The novelty vertical aspect ratio ruins it for me. This is the book that wouldn’t turn its phone sideways.
Exact opposite for me. With all those pull out pages, what is not to love?
This is amazing. Must have this!
It sounds like the ultimate 1970’s triple-gatefold prog album cover.
What is not to love? The creases down the foldout images; and the fact that many images appear to cross the spine of the book, making it impossible for them to be flat. A larger, landscape oriented book would have been preferable. They could even have stuck with the “monolith” idea and put the spine at the top of the book, so it opened like a pad (or could have had a really short spine on the other edge, but which might not work so well for stability and durability). Given that they are displaying images related to a widescreen movie, why would they choose the opposite aspect ratio?

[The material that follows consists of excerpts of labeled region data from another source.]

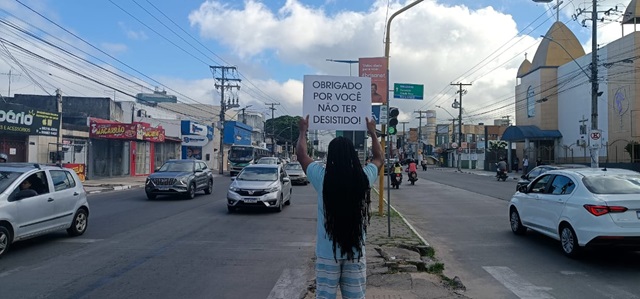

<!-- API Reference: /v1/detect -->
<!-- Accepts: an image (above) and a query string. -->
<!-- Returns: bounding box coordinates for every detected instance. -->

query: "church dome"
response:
[516,58,531,78]
[531,22,585,70]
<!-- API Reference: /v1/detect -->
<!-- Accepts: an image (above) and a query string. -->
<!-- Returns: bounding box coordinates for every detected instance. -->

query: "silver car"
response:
[227,164,292,213]
[0,163,89,257]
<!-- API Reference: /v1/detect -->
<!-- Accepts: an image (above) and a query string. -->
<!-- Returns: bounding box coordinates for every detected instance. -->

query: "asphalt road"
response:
[0,176,316,299]
[385,170,640,298]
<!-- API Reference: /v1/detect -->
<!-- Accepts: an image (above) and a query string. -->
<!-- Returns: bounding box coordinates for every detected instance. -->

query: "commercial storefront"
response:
[180,120,213,167]
[0,102,60,162]
[88,118,165,178]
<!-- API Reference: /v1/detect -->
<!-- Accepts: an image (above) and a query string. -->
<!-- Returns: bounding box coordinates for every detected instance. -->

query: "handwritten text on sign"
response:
[302,75,371,131]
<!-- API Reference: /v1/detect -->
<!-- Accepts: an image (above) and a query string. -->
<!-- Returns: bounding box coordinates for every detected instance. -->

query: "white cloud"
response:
[189,0,536,123]
[101,43,127,55]
[118,22,149,40]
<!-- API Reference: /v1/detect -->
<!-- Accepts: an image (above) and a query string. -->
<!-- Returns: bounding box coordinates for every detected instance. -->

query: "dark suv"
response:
[144,160,213,199]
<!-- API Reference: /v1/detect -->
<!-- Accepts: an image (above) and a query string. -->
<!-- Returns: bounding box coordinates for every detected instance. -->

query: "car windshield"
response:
[582,175,640,194]
[258,158,278,164]
[284,163,302,170]
[158,162,193,172]
[229,148,253,162]
[236,167,278,181]
[0,171,23,192]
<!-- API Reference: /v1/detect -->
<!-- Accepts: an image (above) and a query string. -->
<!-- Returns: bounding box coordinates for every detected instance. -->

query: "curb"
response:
[371,188,430,246]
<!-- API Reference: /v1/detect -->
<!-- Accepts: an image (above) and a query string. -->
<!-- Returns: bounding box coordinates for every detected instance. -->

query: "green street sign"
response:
[393,83,424,100]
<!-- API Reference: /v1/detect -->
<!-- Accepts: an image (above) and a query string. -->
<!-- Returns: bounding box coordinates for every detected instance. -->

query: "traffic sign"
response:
[393,83,424,100]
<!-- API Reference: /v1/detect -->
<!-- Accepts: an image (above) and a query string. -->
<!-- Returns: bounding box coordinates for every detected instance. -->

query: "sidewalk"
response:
[303,189,468,299]
[82,176,147,194]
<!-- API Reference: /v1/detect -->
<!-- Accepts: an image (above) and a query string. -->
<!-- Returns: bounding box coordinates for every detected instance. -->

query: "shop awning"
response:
[501,126,562,142]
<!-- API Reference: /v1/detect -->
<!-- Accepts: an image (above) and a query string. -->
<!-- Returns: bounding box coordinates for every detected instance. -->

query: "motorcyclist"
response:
[391,162,402,185]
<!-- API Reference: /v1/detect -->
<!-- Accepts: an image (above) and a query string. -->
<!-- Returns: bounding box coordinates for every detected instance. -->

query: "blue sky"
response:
[0,0,631,124]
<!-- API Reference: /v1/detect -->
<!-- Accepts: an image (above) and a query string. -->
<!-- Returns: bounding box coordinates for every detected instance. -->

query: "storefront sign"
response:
[62,163,86,182]
[0,103,60,136]
[182,135,209,146]
[89,119,144,140]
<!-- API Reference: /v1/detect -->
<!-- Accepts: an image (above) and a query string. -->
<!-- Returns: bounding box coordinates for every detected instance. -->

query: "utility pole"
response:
[267,103,280,157]
[451,82,472,171]
[56,88,62,165]
[0,70,20,97]
[209,66,242,174]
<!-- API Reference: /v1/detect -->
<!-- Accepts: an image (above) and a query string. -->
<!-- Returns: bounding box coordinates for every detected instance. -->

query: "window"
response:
[531,174,551,193]
[50,170,76,191]
[549,175,576,195]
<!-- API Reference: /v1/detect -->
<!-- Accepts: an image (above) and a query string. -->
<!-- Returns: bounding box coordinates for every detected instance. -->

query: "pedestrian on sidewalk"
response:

(I attended the BBC wildlife photographer of the year exhibition at the NHM in London a few years back. The images in the souvenir book they were selling all crossed the spine of the book. I passed. In hindsight it might have been an anti-copying “feature” of the book. Cellulose DRM, if you will.)
I wish I could remember where I read it–and it’s probably collected in the book–but one of the matte painters was thrilled that they did such a great job creating a view of Earth from space…at a time when no one had seen Earth from space.
A few years later when the first real pictures came back he breathed a sigh of relief.
But is it 1.66" thick???
And then it should at least have a magnetic field of anomalous strength so you can easily find it when hidden.
edit: missed a word
Neodymium magnets along the spine, perhaps? The magnetometers in cellphones could find it nicely…
Thought… what about a display of the vector of magnetic field, in 3d via anaglyph glasses?